September-October 2016

BY: BRUCE COMPTON and DIANE JONES

Merits and misgivings related to globalization catapulted onto our mobile devices and into our conversations in June 2016 when Britain elected to leave the European Union in the historic "Brexit" vote. From this side of the pond, we watched the immediate political and financial fallout. "Britain just killed globalization as we know it," was a Washington Post blogger's headline. Yet for Catholic health care, globalization has deeper roots. It is a call, an invitation, an opportunity, which must be attended with the virtue of temperance.
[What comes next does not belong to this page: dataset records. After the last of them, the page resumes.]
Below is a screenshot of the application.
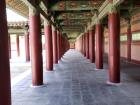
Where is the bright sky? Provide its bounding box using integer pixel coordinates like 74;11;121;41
6;9;27;22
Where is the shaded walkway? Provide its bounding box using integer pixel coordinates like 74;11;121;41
12;50;140;105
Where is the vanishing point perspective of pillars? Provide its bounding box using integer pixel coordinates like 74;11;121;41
77;7;121;84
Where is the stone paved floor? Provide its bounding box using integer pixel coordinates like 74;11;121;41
12;50;140;105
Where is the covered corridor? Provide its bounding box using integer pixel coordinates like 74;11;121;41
0;0;140;105
12;50;140;105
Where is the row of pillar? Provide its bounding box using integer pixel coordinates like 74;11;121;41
78;10;120;84
0;0;69;105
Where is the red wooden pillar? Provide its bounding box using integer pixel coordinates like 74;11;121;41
87;31;89;59
0;0;11;105
57;30;61;60
8;35;11;59
16;35;20;56
59;32;62;59
127;22;132;62
95;23;103;70
81;35;84;54
84;33;86;57
29;8;43;86
89;28;95;63
108;11;120;84
44;20;53;71
25;32;30;61
52;26;58;64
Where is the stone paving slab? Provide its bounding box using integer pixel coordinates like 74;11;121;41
12;50;140;105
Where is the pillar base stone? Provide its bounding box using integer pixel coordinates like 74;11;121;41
45;70;54;73
30;84;46;88
106;81;121;86
94;68;104;71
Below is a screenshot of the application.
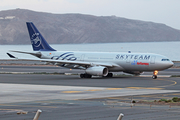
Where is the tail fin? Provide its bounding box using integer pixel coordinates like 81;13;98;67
26;22;56;51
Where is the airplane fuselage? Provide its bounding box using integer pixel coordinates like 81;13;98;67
41;51;173;72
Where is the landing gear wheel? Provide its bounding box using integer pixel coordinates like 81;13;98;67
80;74;92;78
152;75;157;79
105;73;113;78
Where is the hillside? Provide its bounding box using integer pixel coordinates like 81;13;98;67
0;9;180;44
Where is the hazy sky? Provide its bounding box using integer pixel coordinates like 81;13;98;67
0;0;180;30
This issue of Health Progress explores how globalization impacts health and health care in the United States and around the world. The dictionary definition of globalization, according to Merriam-Webster, focuses on the economic implications … " the development of an increasingly integrated global economy marked especially by free trade, free flow of capital and the tapping of cheaper foreign labor markets." Such a narrow interpretation misses the opportunity to celebrate globalization as a uniting of the human community, across oceans, mountains and national borders. Globalization calls us to an inclusive worldview — a global community of which we are all beneficiaries as well as stewards. Many view globalization as an issue about others, not necessarily about ourselves. However, globalization by all definitions is about the entire world, which includes us.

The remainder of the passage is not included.